Hersteller von Stahl, Aluminium, Chemie, Papier, Dünger, Kalk und Glas würden dann auch nach 2020 bis zur "nach bester Technik nötigen" Menge Zertifikate umsonst bekommen. Was sie davon nicht verbrauchen, können sie verkaufen. So konnte der Stahlkonzern Mittal für seine EU-Tochter ARCELOR im Geschäftsjahr 2013/14 über eine Milliarde Euro aus dem Verkauf ungenutzter Zertifikate kassieren.
Weiter sollen laut der Kommission zwischen 2020 und 2030 aus der Marktreserve 250 Millionen Zertifikate in einen "Fonds für Innovationen" verschoben werden, mit dessen Hilfe beispielsweise polnische Kohlekraftwerke modernisiert werden könnten. Auch diese Zertifikate sind dann handelbar. Zudem sieht die Kommission 300 Millionen Zertifikate für Unternehmen vor, die möglicherweise künftig neu vom ETS erfasst werden. Das alles wird das Angebot erhöhen und den Preis drücken.
25 Euro pro Tonne sind sehr optimistisch
Die Kommission geht davon aus, dass im Zeitraum von 2021 bis 2030 insgesamt 15,5 Milliarden Zertifikate zu einem Gesamtwert von 387,5 Milliarden EUR ausgegeben werden. Sie hofft somit auf ein durchschnittliches Preisniveau um 25 Euro pro Tonne aus den Versteigerungen. Ein Drittel der Einnahmen sollen laut der Kommission für Klimafinanzierung auswärts verwendet werden, zum Beispiel für den Beitrag zum UN-Klimafonds.
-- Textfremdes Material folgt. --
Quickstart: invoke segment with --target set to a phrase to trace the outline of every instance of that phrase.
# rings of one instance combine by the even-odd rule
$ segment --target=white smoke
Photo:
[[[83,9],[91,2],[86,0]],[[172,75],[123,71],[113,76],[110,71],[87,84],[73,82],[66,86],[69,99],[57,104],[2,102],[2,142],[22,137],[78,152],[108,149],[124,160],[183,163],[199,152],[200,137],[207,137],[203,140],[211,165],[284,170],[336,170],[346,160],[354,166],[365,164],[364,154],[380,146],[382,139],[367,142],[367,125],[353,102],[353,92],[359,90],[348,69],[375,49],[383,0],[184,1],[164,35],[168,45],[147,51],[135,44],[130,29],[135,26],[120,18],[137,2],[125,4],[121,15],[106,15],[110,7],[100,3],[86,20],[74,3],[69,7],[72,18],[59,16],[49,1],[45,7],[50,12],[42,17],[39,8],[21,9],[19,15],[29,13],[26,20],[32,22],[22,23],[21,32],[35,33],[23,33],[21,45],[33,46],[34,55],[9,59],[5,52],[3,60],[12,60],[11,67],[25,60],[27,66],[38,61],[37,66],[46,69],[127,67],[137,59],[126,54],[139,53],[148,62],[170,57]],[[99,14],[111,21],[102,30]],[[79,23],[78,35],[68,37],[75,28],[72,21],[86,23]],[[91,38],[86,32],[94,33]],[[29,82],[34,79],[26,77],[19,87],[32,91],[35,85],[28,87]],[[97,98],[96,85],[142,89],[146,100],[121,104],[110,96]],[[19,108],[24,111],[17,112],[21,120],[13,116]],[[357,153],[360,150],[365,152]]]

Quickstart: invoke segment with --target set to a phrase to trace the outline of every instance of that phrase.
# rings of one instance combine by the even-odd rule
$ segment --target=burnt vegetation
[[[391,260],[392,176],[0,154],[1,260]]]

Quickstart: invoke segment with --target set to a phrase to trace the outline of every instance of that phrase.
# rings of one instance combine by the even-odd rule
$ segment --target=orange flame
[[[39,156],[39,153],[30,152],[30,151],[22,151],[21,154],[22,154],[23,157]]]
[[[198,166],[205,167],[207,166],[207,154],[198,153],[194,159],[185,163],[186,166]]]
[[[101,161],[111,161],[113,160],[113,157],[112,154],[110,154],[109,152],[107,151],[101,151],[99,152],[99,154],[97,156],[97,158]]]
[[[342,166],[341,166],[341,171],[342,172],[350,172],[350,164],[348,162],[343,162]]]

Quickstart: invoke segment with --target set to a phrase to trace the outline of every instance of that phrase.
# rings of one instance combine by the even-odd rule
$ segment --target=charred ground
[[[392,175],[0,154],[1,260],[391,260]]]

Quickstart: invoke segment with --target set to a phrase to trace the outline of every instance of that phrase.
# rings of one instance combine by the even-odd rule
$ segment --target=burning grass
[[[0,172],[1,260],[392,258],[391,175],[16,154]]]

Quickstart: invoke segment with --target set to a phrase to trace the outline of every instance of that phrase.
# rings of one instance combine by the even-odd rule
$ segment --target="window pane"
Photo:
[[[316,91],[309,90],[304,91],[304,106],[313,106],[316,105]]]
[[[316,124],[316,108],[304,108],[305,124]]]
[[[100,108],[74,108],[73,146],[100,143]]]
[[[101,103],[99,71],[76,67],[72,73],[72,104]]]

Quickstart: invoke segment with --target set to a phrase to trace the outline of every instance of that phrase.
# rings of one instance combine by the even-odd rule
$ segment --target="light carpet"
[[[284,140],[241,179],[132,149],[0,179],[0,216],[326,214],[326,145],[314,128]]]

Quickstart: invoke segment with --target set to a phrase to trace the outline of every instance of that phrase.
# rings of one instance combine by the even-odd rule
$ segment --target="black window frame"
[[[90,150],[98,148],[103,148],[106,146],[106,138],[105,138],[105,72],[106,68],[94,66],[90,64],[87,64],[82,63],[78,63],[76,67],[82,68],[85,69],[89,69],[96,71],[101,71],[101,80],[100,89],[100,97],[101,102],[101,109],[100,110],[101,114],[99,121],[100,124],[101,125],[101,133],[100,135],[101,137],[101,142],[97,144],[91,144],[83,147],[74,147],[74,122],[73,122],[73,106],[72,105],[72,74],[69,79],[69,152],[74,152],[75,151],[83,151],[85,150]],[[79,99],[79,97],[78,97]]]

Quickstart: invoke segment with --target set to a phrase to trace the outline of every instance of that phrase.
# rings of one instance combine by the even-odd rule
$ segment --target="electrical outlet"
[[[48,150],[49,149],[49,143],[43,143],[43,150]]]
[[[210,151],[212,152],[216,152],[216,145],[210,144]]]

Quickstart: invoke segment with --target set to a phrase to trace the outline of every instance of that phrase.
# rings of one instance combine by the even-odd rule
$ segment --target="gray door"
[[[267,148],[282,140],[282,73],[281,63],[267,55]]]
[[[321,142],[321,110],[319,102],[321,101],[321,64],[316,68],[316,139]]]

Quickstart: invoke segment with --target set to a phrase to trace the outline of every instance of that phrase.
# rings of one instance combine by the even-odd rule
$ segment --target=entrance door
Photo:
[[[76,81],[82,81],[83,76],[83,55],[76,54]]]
Dafür haben die Industrieländer 100 Milliarden US-Dollar jährlich ab 2020 zugesagt, die EU müsste davon etwa ein Fünftel aufbringen.
Die Einnahmen aus dem ETS werden das jedoch nicht abdecken können. Zum einen finden Experten die veranschlagten 25 Euro pro Tonne zu optimistisch; ein Anstieg des Handelspreises von derzeit 7,5 Euro auf 14 bis 16 Euro ab 2020 sei eher realistisch. Zum anderen werden dank der Gratisvergabe an die Industrie, auf der gerade die deutsche Regierung besteht, höchsten 57 Prozent der Zertifikate tatsächlich versteigert. Selbst wenn sie bei der Ausgabe pro Tonne 25 Euro einbringen, kämen damit 2020 bis 2030 vielleicht 22 Milliarden Euro pro Jahr zusammen. Dieses Geld fließt in die Finanzkassen der EU-Mitgliedsländer. Auch wenn die sich an die Empfehlung der EU-Kommission halten, ein Drittel dieser Einnahmen aus ETS-Auktionen für die Klimafinanzierung der übrigen Welt abzugeben, wären die Verpflichtungen gegenüber dem UN-Klimafonds daraus bei weitem nicht zu erfüllen.